O corpo em Alma Gêmea
 
A novela do horário das 18h da Rede Globo que estreou esta semana, Alma Gêmea alcançou níveis altíssimos de audiência, ao contrário de sua antecessora, Como Uma Onda [2004–2005], que amargou um quase fracasso. Reprise da parceria entre Walcyr Carrasco e Jorge Fernando, o folhetim retoma a época de O Cravo e a Rosa [2000–2001] e Chocolate com Pimenta [2003–2004] e consequentemente seus figurinos vaporosos e amor ingênuo. Mas, desta vez, no que tange ao amor, Carrasco pretende ir bem mais longe.

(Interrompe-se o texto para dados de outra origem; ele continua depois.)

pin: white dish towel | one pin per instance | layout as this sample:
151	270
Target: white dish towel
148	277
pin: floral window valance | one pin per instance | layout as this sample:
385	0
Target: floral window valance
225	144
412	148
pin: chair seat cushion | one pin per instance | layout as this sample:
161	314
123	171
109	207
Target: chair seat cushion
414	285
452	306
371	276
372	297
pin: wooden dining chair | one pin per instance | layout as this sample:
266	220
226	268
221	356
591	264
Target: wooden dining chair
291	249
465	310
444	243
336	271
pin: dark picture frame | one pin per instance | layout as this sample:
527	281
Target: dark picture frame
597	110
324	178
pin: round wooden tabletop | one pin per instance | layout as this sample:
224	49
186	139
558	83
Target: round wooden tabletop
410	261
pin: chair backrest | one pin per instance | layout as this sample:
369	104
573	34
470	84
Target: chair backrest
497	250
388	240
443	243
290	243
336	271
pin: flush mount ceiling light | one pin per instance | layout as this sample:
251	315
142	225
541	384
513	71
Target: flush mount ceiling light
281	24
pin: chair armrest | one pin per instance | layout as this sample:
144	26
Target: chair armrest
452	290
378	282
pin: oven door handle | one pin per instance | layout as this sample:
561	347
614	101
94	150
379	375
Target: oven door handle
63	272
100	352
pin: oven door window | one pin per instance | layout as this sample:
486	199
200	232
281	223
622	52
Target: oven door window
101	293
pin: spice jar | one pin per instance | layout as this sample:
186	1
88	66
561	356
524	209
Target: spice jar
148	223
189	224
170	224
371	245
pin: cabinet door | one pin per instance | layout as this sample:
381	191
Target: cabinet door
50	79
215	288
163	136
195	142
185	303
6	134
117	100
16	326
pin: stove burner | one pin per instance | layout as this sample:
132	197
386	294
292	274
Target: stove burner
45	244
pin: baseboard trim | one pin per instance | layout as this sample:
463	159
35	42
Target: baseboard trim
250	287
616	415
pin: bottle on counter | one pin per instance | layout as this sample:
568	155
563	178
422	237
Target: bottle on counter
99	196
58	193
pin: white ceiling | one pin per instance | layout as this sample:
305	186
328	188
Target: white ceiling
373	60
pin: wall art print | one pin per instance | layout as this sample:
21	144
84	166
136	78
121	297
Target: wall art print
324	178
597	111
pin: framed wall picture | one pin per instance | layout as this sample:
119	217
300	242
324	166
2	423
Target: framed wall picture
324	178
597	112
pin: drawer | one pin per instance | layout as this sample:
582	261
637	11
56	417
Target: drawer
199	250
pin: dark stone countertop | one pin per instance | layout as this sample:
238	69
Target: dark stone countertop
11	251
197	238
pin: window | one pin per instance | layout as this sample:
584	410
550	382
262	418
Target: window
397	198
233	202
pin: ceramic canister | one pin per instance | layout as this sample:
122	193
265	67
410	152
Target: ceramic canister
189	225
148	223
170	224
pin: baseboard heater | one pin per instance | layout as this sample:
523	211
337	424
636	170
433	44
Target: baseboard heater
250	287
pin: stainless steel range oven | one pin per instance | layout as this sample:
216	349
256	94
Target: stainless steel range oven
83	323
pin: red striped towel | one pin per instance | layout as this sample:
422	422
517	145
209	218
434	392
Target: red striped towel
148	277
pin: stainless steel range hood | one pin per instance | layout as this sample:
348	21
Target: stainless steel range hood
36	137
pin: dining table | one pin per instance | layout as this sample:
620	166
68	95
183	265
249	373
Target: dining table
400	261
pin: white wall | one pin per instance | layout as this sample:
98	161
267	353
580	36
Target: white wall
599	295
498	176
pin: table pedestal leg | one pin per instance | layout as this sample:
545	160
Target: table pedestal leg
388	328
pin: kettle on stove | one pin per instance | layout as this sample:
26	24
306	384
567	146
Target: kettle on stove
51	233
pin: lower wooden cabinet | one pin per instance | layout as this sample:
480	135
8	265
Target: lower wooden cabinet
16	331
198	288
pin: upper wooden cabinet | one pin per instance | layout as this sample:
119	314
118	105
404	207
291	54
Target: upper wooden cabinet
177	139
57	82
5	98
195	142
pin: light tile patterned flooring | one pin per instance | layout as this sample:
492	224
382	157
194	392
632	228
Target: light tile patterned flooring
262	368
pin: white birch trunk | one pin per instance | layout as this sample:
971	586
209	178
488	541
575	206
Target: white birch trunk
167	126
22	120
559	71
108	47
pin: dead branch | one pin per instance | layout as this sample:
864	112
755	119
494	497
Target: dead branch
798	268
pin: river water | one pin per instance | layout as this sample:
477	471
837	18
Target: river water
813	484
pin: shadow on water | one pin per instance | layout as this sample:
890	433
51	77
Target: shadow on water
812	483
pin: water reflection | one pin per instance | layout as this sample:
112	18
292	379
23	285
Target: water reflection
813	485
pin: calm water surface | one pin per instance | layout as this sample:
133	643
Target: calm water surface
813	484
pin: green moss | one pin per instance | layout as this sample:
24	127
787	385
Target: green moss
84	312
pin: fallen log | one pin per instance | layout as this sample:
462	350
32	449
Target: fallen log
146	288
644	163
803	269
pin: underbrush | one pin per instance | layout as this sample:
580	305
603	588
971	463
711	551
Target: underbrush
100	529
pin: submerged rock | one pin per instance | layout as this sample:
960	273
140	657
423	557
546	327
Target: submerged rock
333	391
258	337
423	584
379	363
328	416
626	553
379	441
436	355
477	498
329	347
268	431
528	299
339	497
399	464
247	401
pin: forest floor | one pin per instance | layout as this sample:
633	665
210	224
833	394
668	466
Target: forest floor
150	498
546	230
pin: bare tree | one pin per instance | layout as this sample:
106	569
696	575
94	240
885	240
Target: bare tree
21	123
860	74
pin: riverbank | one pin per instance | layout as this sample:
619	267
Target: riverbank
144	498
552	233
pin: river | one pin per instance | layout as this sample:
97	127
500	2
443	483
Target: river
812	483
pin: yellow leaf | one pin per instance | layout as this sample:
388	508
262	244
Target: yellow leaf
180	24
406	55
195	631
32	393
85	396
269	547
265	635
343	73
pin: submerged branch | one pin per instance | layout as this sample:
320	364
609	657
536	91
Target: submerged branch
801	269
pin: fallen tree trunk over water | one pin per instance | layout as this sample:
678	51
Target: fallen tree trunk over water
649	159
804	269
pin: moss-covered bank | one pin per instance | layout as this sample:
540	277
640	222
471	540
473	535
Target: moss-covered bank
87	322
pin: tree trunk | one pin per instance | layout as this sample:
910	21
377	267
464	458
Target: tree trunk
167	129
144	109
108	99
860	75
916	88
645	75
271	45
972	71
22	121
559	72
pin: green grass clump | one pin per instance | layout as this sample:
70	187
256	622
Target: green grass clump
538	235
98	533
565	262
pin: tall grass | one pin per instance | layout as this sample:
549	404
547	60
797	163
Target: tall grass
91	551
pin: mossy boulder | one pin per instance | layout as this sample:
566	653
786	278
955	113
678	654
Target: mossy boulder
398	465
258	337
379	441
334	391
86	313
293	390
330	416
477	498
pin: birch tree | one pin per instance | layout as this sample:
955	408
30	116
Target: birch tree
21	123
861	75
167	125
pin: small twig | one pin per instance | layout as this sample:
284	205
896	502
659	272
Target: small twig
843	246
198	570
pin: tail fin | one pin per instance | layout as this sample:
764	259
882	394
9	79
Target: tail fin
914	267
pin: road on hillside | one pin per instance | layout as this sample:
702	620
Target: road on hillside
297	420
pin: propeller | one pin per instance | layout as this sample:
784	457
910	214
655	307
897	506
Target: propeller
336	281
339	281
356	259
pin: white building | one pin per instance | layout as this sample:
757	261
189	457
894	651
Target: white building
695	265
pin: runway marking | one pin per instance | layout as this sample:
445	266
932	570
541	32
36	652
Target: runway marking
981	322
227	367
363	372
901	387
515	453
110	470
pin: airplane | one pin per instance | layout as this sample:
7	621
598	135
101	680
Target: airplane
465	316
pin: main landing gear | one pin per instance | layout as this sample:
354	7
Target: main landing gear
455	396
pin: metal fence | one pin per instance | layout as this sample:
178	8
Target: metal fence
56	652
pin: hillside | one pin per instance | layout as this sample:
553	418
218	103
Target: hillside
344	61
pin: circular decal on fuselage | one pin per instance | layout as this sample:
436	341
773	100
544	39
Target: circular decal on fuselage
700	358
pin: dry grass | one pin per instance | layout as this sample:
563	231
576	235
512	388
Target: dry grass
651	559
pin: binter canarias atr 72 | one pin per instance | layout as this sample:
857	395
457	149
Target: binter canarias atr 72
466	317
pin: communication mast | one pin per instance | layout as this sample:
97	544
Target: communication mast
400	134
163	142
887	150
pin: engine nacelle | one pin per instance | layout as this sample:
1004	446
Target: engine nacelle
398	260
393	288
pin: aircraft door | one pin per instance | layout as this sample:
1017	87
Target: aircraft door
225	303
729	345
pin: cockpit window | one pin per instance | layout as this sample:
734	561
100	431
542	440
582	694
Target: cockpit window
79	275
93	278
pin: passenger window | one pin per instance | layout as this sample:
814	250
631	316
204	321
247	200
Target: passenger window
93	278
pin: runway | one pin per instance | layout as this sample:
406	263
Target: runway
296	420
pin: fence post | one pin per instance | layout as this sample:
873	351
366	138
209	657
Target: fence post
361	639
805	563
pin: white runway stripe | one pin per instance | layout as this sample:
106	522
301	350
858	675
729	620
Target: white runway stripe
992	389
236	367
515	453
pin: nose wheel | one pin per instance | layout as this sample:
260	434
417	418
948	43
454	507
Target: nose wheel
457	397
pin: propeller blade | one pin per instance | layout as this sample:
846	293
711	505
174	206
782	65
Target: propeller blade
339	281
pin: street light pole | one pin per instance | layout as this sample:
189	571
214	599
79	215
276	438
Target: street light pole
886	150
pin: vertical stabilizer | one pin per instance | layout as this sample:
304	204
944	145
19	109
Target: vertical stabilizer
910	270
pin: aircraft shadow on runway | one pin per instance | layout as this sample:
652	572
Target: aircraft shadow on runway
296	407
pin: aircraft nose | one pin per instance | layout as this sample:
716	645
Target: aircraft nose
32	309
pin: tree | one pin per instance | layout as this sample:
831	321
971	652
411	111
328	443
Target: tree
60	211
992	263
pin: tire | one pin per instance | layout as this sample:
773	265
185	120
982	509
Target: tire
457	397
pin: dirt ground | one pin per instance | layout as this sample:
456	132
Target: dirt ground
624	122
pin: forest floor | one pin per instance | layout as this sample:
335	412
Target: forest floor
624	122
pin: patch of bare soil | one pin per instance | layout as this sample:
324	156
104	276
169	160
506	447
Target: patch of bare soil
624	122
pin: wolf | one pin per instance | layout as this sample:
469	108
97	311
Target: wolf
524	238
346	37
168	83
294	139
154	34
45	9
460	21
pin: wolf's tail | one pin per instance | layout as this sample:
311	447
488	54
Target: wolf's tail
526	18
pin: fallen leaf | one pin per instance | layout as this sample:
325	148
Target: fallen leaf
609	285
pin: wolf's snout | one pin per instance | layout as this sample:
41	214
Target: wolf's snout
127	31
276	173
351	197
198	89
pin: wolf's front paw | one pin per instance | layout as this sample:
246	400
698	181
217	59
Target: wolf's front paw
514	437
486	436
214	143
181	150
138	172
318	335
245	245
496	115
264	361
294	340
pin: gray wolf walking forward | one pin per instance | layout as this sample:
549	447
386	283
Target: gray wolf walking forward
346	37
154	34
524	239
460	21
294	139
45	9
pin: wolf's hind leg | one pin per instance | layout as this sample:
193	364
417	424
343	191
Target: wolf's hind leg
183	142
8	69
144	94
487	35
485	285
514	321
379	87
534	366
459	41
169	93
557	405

Casal se conhece e se apaixona. Ao anunciarem o inevitável casamento, são presenteados pela avó da moça com a seguinte narrativa: em tempos imemoriais os seres humanos contavam com dois pares de olhos, de pernas e de braços, isto é, eram pessoas duplas, inteiras, a caminhar pela Terra. O criador então separou-as em duas partes, os corpos como os conhecemos hoje em dia, e passou a ser tarefa de cada um encontrar sua outra metade, lugar do amor, da plenitude. Para Luna (Liliana Castro) e Rafael (Eduardo Moscovis) a tarefa estaria completa; encontraram-se, as metades. O destino traiçoeiro, porém, faz com que a mocinha seja assassinada — numa cena à la The Godfather: Part III [1990], com escadarias de teatro e tiros porém pontuada de expressões patéticas de horror tornadas grosseiras por uma câmera lenta em plano fechado demais. Depois de sua alma voar para o espaço infinito e quase alcançar um “ser de luz” que a aguardava, Luna acaba sendo arrebatada de volta à Terra, passando antes por um cenário virtual labiríntico à la Escher e cai justamente numa aldeia indígena onde uma mulher dá a luz. Sua alma reencarna ali, na menina índia e fica logo claro (inclusive na fala de uma anciã da aldeia que diz que a menina tem uma “missão”): ela terá que crescer para encontrar seu amor nos braços de Rafael, sua outra metade.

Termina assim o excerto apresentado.